My brother is very religious and I am not. We are on good terms now, but for a while he disowned me for what he deemed as my straying from the path. Is this the Jewish way, to shun those who are less religious than you?


Let me share with you a different view. Here is a story of how a spiritual giant of the last century saw the religious/secular divide.

In the 1940's the previous Lubavitcher Rebbe, Rabbi Yosef Yitzchok Schneerson, was looking for a sponsor to publish a religious text. The funding came from an unexpected source. An elderly woman who was known to be completely secular made a large donation to pay for this project.
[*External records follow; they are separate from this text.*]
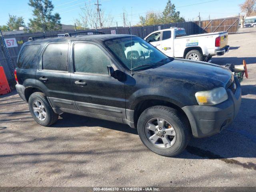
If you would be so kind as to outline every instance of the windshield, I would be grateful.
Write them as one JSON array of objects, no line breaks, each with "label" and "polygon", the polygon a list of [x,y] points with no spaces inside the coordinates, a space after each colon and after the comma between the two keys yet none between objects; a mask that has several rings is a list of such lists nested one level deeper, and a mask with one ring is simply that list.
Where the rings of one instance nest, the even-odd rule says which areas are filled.
[{"label": "windshield", "polygon": [[170,62],[167,56],[138,37],[108,40],[105,44],[130,70],[142,69]]}]

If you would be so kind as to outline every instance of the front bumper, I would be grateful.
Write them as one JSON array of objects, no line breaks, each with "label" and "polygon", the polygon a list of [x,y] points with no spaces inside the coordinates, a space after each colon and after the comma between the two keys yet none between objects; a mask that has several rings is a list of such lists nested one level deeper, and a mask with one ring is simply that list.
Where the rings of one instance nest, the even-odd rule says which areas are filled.
[{"label": "front bumper", "polygon": [[215,55],[219,56],[223,55],[226,53],[228,52],[230,48],[229,45],[226,45],[225,47],[221,49],[216,49],[215,50]]},{"label": "front bumper", "polygon": [[190,106],[182,108],[188,118],[194,137],[202,138],[219,133],[232,122],[241,105],[240,83],[235,77],[237,88],[234,94],[227,90],[228,99],[213,106]]},{"label": "front bumper", "polygon": [[16,88],[16,90],[18,93],[19,94],[20,96],[22,99],[24,101],[27,102],[27,100],[25,96],[25,87],[22,85],[20,84],[16,84],[15,86]]}]

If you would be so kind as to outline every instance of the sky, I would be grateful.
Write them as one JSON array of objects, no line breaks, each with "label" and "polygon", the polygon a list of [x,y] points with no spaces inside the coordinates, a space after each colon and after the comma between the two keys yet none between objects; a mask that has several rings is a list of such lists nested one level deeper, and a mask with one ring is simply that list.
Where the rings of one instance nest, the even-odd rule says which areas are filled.
[{"label": "sky", "polygon": [[[74,24],[74,19],[79,18],[81,8],[85,2],[94,6],[96,0],[52,0],[54,6],[53,13],[59,13],[61,22],[65,24]],[[158,13],[164,9],[167,0],[99,0],[102,4],[100,8],[106,14],[111,15],[115,24],[122,26],[123,9],[128,14],[128,20],[132,25],[139,22],[140,16],[144,16],[148,11]],[[238,5],[244,0],[172,0],[176,10],[180,11],[180,16],[185,20],[198,19],[199,13],[201,20],[211,19],[233,16],[240,12]],[[32,17],[32,8],[28,5],[28,0],[0,0],[0,25],[6,24],[8,14],[22,16],[26,25],[28,19]]]}]

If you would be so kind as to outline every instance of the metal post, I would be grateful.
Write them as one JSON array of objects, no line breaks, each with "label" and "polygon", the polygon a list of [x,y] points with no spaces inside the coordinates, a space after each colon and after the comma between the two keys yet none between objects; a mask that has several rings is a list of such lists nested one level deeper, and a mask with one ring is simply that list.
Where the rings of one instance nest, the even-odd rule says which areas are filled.
[{"label": "metal post", "polygon": [[76,32],[76,25],[75,23],[75,32]]},{"label": "metal post", "polygon": [[[8,49],[7,49],[7,48],[6,47],[6,45],[5,44],[5,42],[4,41],[4,36],[3,36],[3,34],[2,33],[2,30],[0,29],[0,41],[2,41],[2,43],[3,45],[3,46],[4,47],[4,52],[6,54],[6,57],[8,59],[8,61],[9,62],[9,64],[12,67],[12,72],[14,71],[14,68],[13,66],[13,64],[12,64],[12,60],[11,59],[11,57],[10,56],[10,54],[9,54],[9,51],[8,51]],[[13,73],[12,74],[14,74]]]},{"label": "metal post", "polygon": [[118,27],[118,25],[117,25],[117,22],[116,22],[116,34],[118,34],[118,32],[117,31],[117,27]]}]

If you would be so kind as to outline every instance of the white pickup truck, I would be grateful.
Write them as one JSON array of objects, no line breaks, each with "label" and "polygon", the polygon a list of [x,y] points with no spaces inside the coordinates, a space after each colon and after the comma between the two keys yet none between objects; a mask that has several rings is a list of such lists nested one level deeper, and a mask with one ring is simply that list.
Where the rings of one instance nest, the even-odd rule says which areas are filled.
[{"label": "white pickup truck", "polygon": [[187,36],[184,28],[172,27],[155,31],[144,39],[170,57],[199,61],[222,55],[229,49],[227,32]]}]

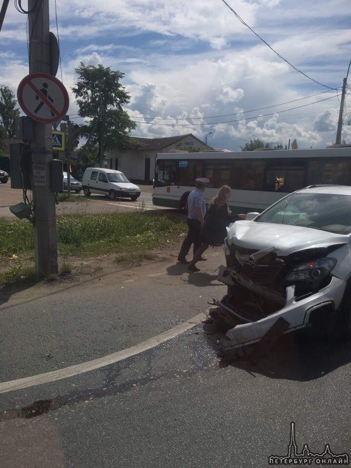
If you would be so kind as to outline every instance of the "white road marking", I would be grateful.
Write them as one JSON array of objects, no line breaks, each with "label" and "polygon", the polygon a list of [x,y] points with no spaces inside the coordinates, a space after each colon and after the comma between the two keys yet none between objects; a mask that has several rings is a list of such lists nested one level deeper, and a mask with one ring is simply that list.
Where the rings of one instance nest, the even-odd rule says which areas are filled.
[{"label": "white road marking", "polygon": [[4,393],[8,391],[12,391],[14,390],[20,390],[21,389],[26,389],[29,387],[34,387],[36,385],[40,385],[46,384],[49,382],[55,382],[61,379],[66,379],[74,375],[78,375],[85,372],[89,372],[95,369],[104,367],[109,364],[112,364],[119,361],[122,361],[131,356],[135,356],[147,350],[157,346],[161,343],[164,343],[172,338],[175,338],[178,335],[187,330],[190,330],[198,325],[202,320],[207,318],[206,313],[201,312],[201,313],[195,315],[192,318],[183,322],[179,325],[174,327],[170,330],[163,333],[160,333],[156,336],[153,336],[146,341],[143,341],[138,345],[132,346],[126,350],[122,350],[117,352],[114,352],[111,354],[108,354],[103,357],[98,359],[94,359],[88,362],[85,362],[81,364],[77,364],[75,366],[71,366],[63,369],[58,370],[54,370],[52,372],[48,372],[44,374],[39,374],[38,375],[33,375],[31,377],[27,377],[23,379],[18,379],[17,380],[10,380],[8,382],[3,382],[0,383],[0,393]]}]

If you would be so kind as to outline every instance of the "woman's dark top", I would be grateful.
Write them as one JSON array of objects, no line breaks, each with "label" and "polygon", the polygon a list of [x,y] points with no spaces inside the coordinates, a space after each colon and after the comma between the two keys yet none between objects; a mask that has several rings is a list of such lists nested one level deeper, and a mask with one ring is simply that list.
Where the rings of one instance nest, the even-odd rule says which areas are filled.
[{"label": "woman's dark top", "polygon": [[215,246],[224,243],[227,226],[240,219],[238,216],[230,214],[228,208],[225,203],[219,208],[213,204],[208,209],[200,234],[203,242]]}]

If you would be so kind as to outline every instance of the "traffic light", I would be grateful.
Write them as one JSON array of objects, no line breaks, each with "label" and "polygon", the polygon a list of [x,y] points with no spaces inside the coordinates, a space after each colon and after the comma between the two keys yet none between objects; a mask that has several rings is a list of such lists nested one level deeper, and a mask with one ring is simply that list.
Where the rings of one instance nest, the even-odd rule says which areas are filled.
[{"label": "traffic light", "polygon": [[67,123],[67,149],[72,151],[79,143],[79,126],[69,120]]}]

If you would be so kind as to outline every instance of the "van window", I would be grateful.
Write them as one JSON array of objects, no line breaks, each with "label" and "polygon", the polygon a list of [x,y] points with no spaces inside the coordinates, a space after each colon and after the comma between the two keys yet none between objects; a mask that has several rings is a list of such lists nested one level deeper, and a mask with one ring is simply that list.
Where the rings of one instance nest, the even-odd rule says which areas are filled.
[{"label": "van window", "polygon": [[107,183],[107,177],[103,172],[99,173],[99,181],[100,182],[105,182]]},{"label": "van window", "polygon": [[124,174],[118,174],[117,173],[107,174],[110,182],[129,182]]}]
She had come from a religious background in Europe, but had long abandoned the ways of her family and raised her children without the traditions of her people. Nevertheless she maintained certain emotional ties to her past, and would occasionally support Jewish causes such as the Rebbe's.

When the book was published she was invited to a private audience with the Rebbe. He thanked her for her generosity, and then blessed her that her children and grandchildren should go in the path of Torah and be G-d fearing and righteous Jews.
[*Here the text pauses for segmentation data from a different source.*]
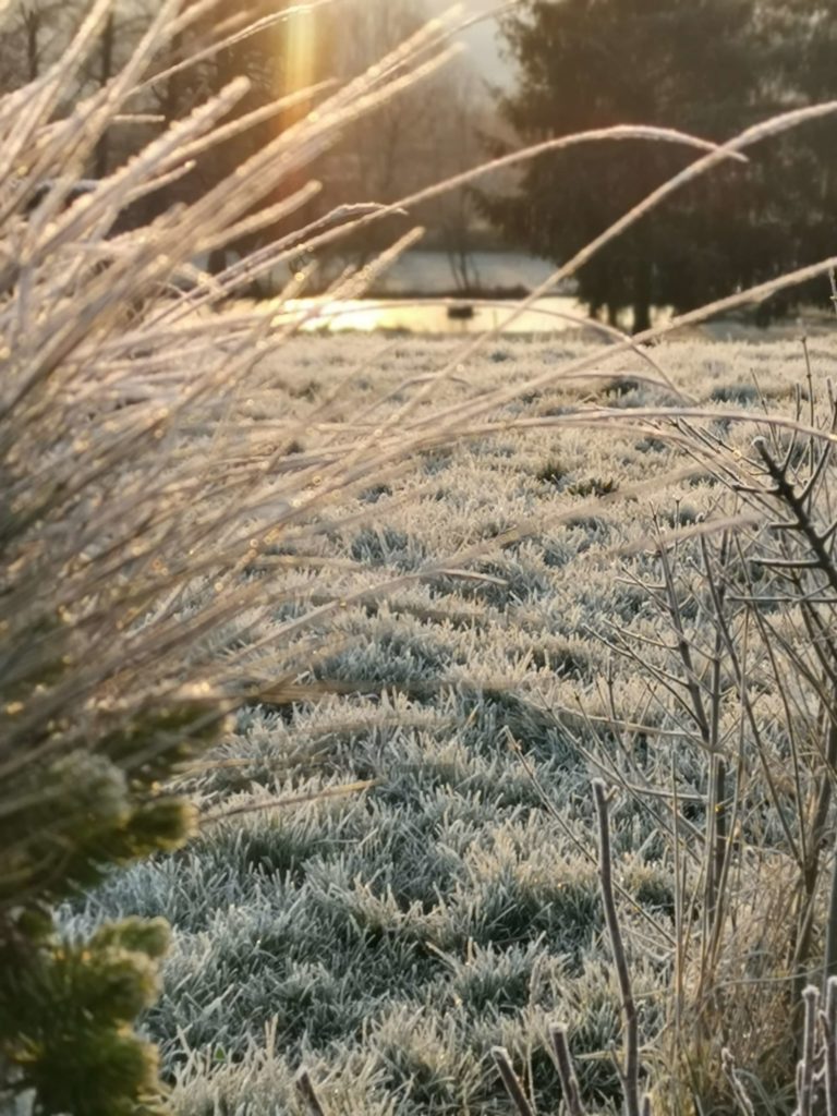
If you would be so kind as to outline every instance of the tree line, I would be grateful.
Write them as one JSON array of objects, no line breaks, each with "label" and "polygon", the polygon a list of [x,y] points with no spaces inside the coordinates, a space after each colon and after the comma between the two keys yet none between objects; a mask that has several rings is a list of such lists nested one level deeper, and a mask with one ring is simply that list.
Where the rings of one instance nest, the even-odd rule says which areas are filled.
[{"label": "tree line", "polygon": [[[183,0],[183,7],[194,2]],[[11,0],[0,27],[0,89],[19,87],[44,74],[69,42],[87,7],[86,0]],[[67,108],[73,99],[107,85],[157,8],[155,0],[115,0],[78,87],[68,92]],[[230,119],[256,114],[254,123],[211,155],[199,156],[187,174],[153,195],[151,212],[146,205],[136,219],[146,220],[177,201],[199,196],[278,132],[316,109],[327,93],[395,50],[426,20],[423,0],[341,0],[310,8],[291,0],[224,0],[191,26],[167,57],[157,59],[156,78],[132,103],[135,118],[124,118],[103,136],[95,165],[79,167],[79,176],[106,175],[155,132],[186,116],[233,77],[244,75],[250,90]],[[231,41],[217,49],[227,39]],[[199,65],[179,68],[183,59],[199,55],[204,56]],[[327,90],[317,88],[327,81],[331,83]],[[310,96],[304,95],[307,88],[312,90]],[[269,110],[291,94],[297,95],[292,104]],[[340,141],[304,172],[289,167],[280,190],[262,205],[292,195],[311,175],[323,184],[320,194],[305,210],[261,230],[258,237],[269,241],[337,205],[396,202],[473,165],[481,157],[479,125],[487,106],[473,71],[464,60],[454,60],[376,110],[359,115]],[[261,117],[259,110],[263,110]],[[471,194],[460,190],[410,214],[412,223],[435,231],[439,247],[448,250],[463,285],[470,279],[469,229],[474,212]],[[339,250],[355,266],[363,266],[403,228],[404,218],[387,219],[358,231]],[[246,247],[253,244],[228,246],[228,253]],[[209,263],[210,270],[221,269],[223,252]]]},{"label": "tree line", "polygon": [[[833,0],[523,0],[502,20],[517,80],[499,113],[526,143],[619,124],[729,140],[771,114],[837,97],[835,15]],[[593,311],[616,324],[629,308],[642,330],[654,306],[687,310],[834,250],[837,121],[747,154],[581,269],[579,294]],[[482,193],[480,205],[511,242],[560,262],[694,158],[668,143],[575,147],[533,160],[514,189]],[[773,300],[761,320],[788,308],[787,298]]]}]

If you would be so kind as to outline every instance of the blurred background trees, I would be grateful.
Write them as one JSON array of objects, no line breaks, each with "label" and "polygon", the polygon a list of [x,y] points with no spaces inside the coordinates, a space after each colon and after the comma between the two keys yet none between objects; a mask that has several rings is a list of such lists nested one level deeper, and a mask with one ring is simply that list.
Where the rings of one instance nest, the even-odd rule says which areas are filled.
[{"label": "blurred background trees", "polygon": [[[429,83],[348,124],[311,169],[289,169],[282,186],[260,204],[292,194],[314,174],[323,191],[294,215],[296,228],[345,203],[397,202],[490,154],[614,124],[656,124],[722,141],[782,108],[837,95],[831,7],[827,0],[522,0],[500,21],[508,69],[494,87],[473,59],[454,59]],[[277,18],[290,8],[296,10],[287,18]],[[0,87],[41,74],[85,9],[85,0],[11,0],[0,33]],[[116,0],[73,96],[107,84],[154,10],[153,0]],[[143,123],[115,123],[84,173],[107,174],[234,75],[251,81],[234,116],[329,78],[352,80],[435,10],[431,0],[339,0],[309,9],[289,0],[230,0],[220,26],[208,18],[190,29],[189,41],[172,44],[158,80],[132,106]],[[248,23],[256,30],[212,50],[224,33]],[[195,49],[208,51],[203,61],[177,69]],[[317,97],[262,116],[199,158],[152,206],[162,212],[196,196],[311,110]],[[681,191],[591,260],[578,277],[589,308],[614,323],[629,310],[642,329],[655,306],[689,309],[810,262],[837,241],[833,118],[763,143],[749,156],[748,165],[729,163]],[[452,287],[461,291],[480,288],[477,247],[560,263],[693,157],[685,147],[638,141],[542,156],[481,191],[463,187],[413,206],[407,218],[358,230],[339,250],[320,256],[319,281],[347,264],[362,267],[408,224],[426,228],[424,247],[446,253]],[[268,242],[289,231],[279,223],[256,239]],[[219,250],[210,269],[220,270],[231,252],[252,243]],[[761,316],[768,320],[788,308],[786,298]]]},{"label": "blurred background trees", "polygon": [[[718,142],[837,92],[834,20],[816,0],[525,0],[501,27],[514,81],[499,110],[526,143],[617,124]],[[689,309],[811,262],[837,233],[835,140],[829,119],[695,182],[583,269],[583,299],[612,321],[629,308],[638,330],[655,305]],[[693,158],[645,142],[574,148],[480,203],[510,243],[560,262]]]}]

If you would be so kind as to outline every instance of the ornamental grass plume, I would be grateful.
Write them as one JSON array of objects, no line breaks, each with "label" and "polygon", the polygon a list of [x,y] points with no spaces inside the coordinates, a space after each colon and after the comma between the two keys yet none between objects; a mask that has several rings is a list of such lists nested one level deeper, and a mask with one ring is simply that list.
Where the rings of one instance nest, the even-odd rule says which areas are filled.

This blessing came as a surprise to the lady. She thought the Rebbe may have mistaken her for someone else. Her children were far from anything Jewish, so why would he bless her that they be righteous Jews? 
She said, "But Rebbe, I am not religious."

The Rebbe looked at her with serious eyes. Then he told her, "We don't know who is religious."

This response is striking. Here is a venerable rabbi with a long white beard telling an assimilated modern woman that we don't really know who is closer to G-d. He was not giving an easy excuse for rejecting Judaism. Rather he was completely destroying the idea of a spiritual hierarchy based on human standards. In true religion, there is no room for snobbery on the part of those who see themselves as committed, nor feelings of inadequacy on the part of those who feel they are on the periphery. We don't know who is religious. So we all need to try harder.

We don't know which mitzvah is the one our soul came into this world to do. We don't know how precious our efforts are in the eyes of G-d, even if they seem small in the eyes of man.

So who is religious?

G-d knows. We don't.


Batya said...

Being religious is more than eating kosher mehadrin. There are complex laws between man and man, too.

Gibbo said...

Love this post, people criticise me as I am a frum Jew but have good friends from all sectors. I really believe that what the Rebbe said is true.

Shabbat Shalom

Anonymous said...

very true and an inspiring teaching. most polite way of instructing not to be judgemental on anyone and that only Hashem is the true Judge.

Dvora said...

I love this post, but unfortunately in my community the orthodox people who I would label right of modern orthodox judge by the color a man wears (black pants and a white shirt). Funny how "black and white" they are in a world full of gray.
And women better wear the "uniform" from hair to toe as well or else "they" don't want their children playing in the park with the "other" women's children etc. I know that this exists in most Jewish communities and the worst is in Israel. When my daughter spent a year in seminary in Jerusalem she used to go to "frum" communities to buy her sepharim. She had a "uniform" that she bought to wear to this neighborhood so they would not physical attack her by throwing things at her as they had done to her roommate for wearing the "wrong" color albeit tznius shirt.
This terrible message of judgeing based upon superficial signs comes from their rabbis and rebbes that run the yeshivot both here and in Israel. This must stop for its truly damaging not only for those frum from birth, but even worse, the newest baal teshuvahs and their families.
Who is going to make sure that this terrible chilul Hashem is changed from all the institutions from the top down???
Fortunately I belong to an amazing congregration where my Rabbi knows never to judge a book by it's cover. Simple but true. Thank God our shul keeps growing and growing and the number of people moving into the eruv keeps growing and growing...

Anonymous said...

Every Jew has a Jewish neshama - a pintele Yid that can be awakened at anytime. It is our obligation to be loving and kind to all Jews no matter how difficult. The more often, the easier it gets. At the minimum we should be praying that Hashem bless them by opening their eyes to His presence in the world, that He give them wisdom and insight and take care of ALL their needs. These we should pray for everyday.